DC United’s history in player acquisitions over the last ten years is a mass of developmental draft picks, promotion from their developmental squad, free transfers and undisclosed fees.

‘Undisclosed’ is a word mutually agreed by clubs. On one hand, it protects the selling club from their supporters feeling that they have been ripped off when a prized asset is sold. On the other hand, the buying club don’t reveal that they have potentially overpaid for a player whose performances will be under scrutiny.

Wayne Rooney will almost certainly play as the central attacker of any future DC United system, should he sign. But what of the last 10 top scorers? Were they signed for big money or since initial success in Major League Soccer, have DC United coasted as Twellman insists?

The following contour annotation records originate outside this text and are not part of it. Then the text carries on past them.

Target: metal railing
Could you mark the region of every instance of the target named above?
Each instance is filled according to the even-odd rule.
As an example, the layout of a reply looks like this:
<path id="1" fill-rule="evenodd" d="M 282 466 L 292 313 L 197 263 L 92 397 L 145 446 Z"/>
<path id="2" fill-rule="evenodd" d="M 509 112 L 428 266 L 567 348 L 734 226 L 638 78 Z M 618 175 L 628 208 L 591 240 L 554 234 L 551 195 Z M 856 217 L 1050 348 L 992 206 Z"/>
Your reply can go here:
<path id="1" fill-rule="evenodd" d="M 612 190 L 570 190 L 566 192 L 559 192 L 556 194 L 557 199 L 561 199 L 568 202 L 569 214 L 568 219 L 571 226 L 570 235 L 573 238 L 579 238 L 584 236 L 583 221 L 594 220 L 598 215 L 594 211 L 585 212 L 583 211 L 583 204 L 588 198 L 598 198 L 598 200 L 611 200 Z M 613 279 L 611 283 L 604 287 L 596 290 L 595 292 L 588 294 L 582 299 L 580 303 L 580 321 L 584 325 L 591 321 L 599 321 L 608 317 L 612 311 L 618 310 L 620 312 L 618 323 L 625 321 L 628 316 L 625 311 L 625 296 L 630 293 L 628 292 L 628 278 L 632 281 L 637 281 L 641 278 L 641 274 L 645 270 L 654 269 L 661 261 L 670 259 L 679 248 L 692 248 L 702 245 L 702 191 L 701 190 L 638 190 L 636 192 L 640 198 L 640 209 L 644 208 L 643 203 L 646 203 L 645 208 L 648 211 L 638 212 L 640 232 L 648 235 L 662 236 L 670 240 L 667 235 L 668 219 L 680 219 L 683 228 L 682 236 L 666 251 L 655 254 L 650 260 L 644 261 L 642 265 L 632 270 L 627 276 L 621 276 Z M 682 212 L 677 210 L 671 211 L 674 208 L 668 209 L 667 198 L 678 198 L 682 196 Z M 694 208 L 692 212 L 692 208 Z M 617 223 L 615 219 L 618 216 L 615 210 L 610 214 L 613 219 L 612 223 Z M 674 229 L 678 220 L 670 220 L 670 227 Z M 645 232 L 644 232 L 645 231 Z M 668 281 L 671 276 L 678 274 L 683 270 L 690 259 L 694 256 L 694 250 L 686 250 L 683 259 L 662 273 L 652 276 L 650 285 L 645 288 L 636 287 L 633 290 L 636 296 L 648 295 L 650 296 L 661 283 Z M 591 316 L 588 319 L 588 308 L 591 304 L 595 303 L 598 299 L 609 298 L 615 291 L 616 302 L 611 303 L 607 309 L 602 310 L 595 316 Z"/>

In 2008 and 2009, DC United’s top scorer was Luciano Emilio. He was the last International standout to have donned the red and black, not named Andy Najar. Already top scorer in 2007 with 20 goals, his return diminished to 11 in 2008 and 10 in 2009. He joined the club in January of 2007 from CD Olimpia in Mexico for a minor fee.

By 2010, DC United had promoted Andy Najar to the first team from the academy and along with Australian forward Danny Allsopp signed for another small undisclosed fee, who scored just five goals each, ended the season bottom of the MLS table.

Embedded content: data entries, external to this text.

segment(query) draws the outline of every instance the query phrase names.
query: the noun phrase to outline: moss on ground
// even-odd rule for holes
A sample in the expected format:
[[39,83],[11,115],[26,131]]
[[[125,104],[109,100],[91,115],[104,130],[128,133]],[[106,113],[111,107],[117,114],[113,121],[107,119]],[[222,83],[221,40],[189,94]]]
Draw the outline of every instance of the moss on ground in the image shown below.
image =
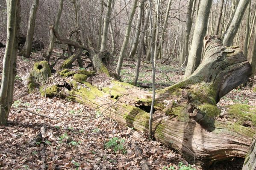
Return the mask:
[[249,121],[256,126],[256,107],[245,104],[235,104],[226,106],[229,117],[235,119],[239,125]]
[[91,101],[93,101],[96,97],[102,97],[104,96],[104,93],[99,90],[95,86],[88,82],[84,83],[84,84],[87,86],[87,88],[82,88],[79,89],[77,89],[77,91],[72,91],[71,93],[81,94],[84,99],[89,100]]
[[73,79],[75,81],[81,83],[85,83],[87,77],[86,75],[79,74],[76,74],[73,76]]
[[59,88],[56,85],[53,85],[44,89],[43,87],[40,88],[41,96],[45,97],[53,97],[58,94]]
[[85,70],[80,70],[77,71],[77,73],[86,75],[87,76],[91,76],[95,75],[96,72],[94,71],[86,71]]
[[76,72],[74,71],[71,71],[68,69],[65,69],[59,73],[59,75],[64,77],[68,77],[71,76],[76,74]]
[[204,104],[200,105],[198,109],[207,116],[213,118],[221,113],[221,110],[214,105]]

2011 saw the rise of Canadian star Dwayne De Rosario, he claimed top goalscorer honours with 15 goals but was a makeweight in the deal that took Dax McCarty to DC from Portland Timbers for Rodney Wallace. De Rosario scored 15 goals, a big improvement on the previous season. He remained with DC until the end of 2014, as first DC took a big step into the playoffs in 2012 with Chris Pontius adding to the goal threat. Pontius himself came from the 2009 SuperDraft, again without a transfer fee but was marred with injuries in his DC United career.

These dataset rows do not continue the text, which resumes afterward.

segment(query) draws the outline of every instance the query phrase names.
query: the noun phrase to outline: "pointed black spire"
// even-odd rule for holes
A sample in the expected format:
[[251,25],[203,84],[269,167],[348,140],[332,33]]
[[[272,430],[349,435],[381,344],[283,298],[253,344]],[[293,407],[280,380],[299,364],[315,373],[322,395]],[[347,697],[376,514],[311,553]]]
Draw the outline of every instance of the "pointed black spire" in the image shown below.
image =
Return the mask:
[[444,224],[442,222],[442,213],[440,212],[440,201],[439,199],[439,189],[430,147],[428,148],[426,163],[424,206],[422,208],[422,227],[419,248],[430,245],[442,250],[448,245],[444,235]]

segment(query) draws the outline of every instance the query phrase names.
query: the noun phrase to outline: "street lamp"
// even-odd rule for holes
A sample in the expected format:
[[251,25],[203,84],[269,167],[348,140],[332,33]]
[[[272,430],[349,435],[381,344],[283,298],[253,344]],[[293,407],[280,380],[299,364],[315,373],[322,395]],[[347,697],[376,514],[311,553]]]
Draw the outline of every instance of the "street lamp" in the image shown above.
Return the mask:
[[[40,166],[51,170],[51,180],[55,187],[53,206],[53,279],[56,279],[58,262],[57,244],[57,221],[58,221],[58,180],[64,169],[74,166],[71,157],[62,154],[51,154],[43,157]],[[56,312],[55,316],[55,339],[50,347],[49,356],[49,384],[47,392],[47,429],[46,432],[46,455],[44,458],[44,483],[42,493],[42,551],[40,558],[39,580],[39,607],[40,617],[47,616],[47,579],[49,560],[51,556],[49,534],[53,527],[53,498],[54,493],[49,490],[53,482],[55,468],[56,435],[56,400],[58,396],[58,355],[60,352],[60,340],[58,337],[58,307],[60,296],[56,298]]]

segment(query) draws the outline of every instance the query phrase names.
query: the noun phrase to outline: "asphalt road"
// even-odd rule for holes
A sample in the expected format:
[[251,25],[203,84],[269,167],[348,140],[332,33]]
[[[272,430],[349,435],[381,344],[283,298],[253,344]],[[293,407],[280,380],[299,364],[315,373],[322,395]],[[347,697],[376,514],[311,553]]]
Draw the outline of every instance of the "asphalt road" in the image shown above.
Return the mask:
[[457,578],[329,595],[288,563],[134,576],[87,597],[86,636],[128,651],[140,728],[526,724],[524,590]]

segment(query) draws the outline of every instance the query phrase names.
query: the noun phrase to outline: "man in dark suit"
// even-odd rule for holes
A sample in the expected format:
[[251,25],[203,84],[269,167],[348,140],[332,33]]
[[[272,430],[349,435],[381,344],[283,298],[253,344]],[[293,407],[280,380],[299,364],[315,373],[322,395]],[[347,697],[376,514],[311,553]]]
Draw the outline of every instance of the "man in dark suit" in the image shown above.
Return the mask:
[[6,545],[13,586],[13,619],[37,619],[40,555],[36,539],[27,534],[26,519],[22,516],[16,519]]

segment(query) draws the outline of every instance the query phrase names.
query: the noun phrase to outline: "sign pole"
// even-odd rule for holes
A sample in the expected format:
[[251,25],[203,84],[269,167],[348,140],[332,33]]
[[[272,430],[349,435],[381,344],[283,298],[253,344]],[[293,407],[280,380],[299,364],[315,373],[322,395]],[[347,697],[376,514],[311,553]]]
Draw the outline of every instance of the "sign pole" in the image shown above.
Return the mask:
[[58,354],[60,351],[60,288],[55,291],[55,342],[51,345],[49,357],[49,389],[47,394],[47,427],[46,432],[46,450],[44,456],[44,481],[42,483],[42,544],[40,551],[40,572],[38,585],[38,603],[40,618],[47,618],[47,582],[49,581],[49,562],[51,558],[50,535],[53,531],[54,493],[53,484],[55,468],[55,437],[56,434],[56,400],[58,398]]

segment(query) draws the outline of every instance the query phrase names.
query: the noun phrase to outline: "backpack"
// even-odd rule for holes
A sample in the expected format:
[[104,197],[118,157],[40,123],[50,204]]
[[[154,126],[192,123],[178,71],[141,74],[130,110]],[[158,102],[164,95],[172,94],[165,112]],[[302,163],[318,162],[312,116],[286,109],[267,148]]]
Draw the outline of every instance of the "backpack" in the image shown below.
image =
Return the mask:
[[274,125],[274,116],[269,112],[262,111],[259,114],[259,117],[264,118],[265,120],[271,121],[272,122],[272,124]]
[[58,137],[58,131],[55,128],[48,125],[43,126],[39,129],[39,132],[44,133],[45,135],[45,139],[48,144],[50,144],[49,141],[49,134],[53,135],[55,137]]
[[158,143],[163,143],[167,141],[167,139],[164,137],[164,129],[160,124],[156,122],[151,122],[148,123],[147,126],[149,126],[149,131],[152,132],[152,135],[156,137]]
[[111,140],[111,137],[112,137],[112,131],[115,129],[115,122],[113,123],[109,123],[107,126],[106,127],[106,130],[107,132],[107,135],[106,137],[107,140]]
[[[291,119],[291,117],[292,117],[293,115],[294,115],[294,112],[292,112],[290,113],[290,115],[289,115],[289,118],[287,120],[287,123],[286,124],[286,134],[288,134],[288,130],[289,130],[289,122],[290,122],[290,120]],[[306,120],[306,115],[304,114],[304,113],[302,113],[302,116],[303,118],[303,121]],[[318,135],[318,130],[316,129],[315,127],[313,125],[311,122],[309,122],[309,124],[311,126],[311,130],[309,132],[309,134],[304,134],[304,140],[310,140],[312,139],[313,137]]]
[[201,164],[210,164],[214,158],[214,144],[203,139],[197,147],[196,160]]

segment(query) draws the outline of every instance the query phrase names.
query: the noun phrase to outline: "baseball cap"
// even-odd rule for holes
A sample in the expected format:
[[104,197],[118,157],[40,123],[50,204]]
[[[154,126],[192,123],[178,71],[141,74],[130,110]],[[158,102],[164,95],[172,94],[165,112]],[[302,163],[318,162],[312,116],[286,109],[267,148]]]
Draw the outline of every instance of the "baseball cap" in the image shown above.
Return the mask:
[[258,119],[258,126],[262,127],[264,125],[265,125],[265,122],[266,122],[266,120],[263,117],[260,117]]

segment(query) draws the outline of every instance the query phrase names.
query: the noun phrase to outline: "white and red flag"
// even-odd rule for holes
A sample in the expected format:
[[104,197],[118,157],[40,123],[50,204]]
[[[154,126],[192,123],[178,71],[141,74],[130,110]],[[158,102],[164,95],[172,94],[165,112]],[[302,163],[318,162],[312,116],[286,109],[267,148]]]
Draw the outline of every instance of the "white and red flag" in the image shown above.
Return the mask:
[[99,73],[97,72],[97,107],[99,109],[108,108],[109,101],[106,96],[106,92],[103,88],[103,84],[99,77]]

The wooden spoon returned to DC in 2013 with De Rosario leading two other players in scoring a squad-high three measly goals, although they remarkably did claim the US Open Cup again. Fabian Espindola top-scored in 2014 with 13 goals, he was an MLS Re-Entry Draft Stage Two pick.

Chris Rolfe came from Chicago Fire in mid-season the year before to add 11 goals in 2015, although his fee again is undisclosed. In the last two years, Lamar Neagle was top scorer in 2016 with 9. United acquired the winger from Seattle Sounders FC in exchange for general allocation money and targeted allocation money, spending some cash in the process. Luciano Acosta had been on loan to DC before his move was made permanent in 2017, he repaid the faith shown by United management as he contributed five goals in another miserable campaign. It has to be said, the transfer fee paid to Boca Juniors was the largest paid in DC United club history and the total investment into Acosta was the highest in nearly a decade.

So what does this tell us? It paints a picture of almost a decade of austerity, of tight budgets and a lack of money spent. That does seem to agree with Twellman’s claim but the last two years have seen the club pick up the ball in terms of transfer business with both Neagle and Acosta commanding fees.

The acquisition of Wayne Rooney will be a serious dent in DC coffers but could go a long way to re-establishing the franchise at the forefront of Major League Soccer.